Queen's Hillel
One of B'nai Brith's most important involvements was in establishing a Hillel Foundation to serve the religious and social needs of Jewish students at Queen's. The number of Jewish students there had grown since the late 1920s, when McGill began unofficially instituting quotas by holding Jews to higher admission standards than the other students. The inauguration of Queen's Hillel in 1940 made it the first in Canada.
Ben Zion Steindel was Kingston's first Hillel rabbi. He arrived in 1941, having graduated from the Reform seminary in Cincinnati two years earlier. The following year, Steindel was replaced by Rabbi Gilbert Klaperman, who launched a student newspaper, organized animated debates and discussions as well as religious and social activities before moving on to in the University of Iowa in 1943. Like the rabbis who followed him for the next fifteen years, half of Klaperman's salary was paid by the National Hillel Commission. The other half was paid by Beth Israel. Rabbis Klaperman (1942-43), Gelman (1943-44), Renov (1944-48), Pimontel (1948-55) and Bassan (1956-62) all served both Hillel and Beth Israel. Part way through Rabbi Bassan's term, the synagogue was able to hire Rabbi Karpol Bender, to serve solely its own needs.

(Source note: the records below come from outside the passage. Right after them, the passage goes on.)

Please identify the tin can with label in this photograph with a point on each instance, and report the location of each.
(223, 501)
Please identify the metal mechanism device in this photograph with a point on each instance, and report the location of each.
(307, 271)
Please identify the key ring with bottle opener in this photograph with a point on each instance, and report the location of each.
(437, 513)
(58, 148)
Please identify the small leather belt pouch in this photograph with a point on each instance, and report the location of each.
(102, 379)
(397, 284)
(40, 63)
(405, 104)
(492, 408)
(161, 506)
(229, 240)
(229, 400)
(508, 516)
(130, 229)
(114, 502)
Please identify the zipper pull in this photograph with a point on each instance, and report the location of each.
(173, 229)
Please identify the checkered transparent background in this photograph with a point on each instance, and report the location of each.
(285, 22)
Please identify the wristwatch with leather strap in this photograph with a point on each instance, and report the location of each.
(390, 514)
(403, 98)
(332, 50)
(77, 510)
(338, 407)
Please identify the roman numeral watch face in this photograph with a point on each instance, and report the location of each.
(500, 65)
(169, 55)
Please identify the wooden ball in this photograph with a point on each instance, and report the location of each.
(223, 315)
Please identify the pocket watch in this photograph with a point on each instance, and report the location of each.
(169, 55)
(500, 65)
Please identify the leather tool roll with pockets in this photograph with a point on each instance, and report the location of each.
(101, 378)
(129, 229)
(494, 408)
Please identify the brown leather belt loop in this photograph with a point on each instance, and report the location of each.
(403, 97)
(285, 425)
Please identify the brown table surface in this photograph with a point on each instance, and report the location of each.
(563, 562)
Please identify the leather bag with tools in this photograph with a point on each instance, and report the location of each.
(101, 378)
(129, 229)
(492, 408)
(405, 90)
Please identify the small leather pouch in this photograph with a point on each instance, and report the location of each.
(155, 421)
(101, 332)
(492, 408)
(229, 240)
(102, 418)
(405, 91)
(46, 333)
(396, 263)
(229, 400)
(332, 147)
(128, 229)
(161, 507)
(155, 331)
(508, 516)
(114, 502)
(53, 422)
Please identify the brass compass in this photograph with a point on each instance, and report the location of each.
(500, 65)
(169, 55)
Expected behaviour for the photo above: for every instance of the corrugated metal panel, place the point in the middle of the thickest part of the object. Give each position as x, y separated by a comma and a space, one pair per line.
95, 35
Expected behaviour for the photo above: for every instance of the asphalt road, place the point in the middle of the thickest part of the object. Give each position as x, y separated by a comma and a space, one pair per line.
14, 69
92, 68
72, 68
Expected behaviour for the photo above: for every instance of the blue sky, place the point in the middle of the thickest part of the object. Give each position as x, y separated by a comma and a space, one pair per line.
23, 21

In 1944, Hillel was officially recognized by Queen's and in the same year the Jewish Community Council of Kingston voted in favour of accepting the student organization as a member. In 1945, the organization dedicated its own building at 26 Barrie Street. Hillel became known and respected for the services it offered to Jewish students and for its interfaith work, inaugurated in the mid 1940s by Rabbi Renov. The first president of Queen's Hillel was Alfred Bader, a Jewish war refugee who was grateful to be admitted to Queen's, after being turned away by other universities because of their quota systems.
During the war years, the student newspaper, The Hillel Scroll, sensitized and animated its readers by reporting on the fate of Jewish youth in ghettos and labour camps in Europe. In the 1950s, Rabbi Jacob Bassan aimed to use Queen's Hillel as a drawing card to attract more Jewish students to the university. He published a four page brochure with photographs showing the Barrie Street facilities including dining room, music room, reading room and library, letting the parents of prospective students know that their children would find a "home away from home" on campus. Over time, Hillel House became an all-round community centre for Kingston's Jews as well as the focus for Jewish students who attended Queen's. At different times, Talmud Torah classes met there and children from the community joined with their parents in celebrating Succot, Purim and Hanukkah. Other community groups, such as Hadassah-WIZO and Young Judaea, also availed themselves of Hillel House and its facilities.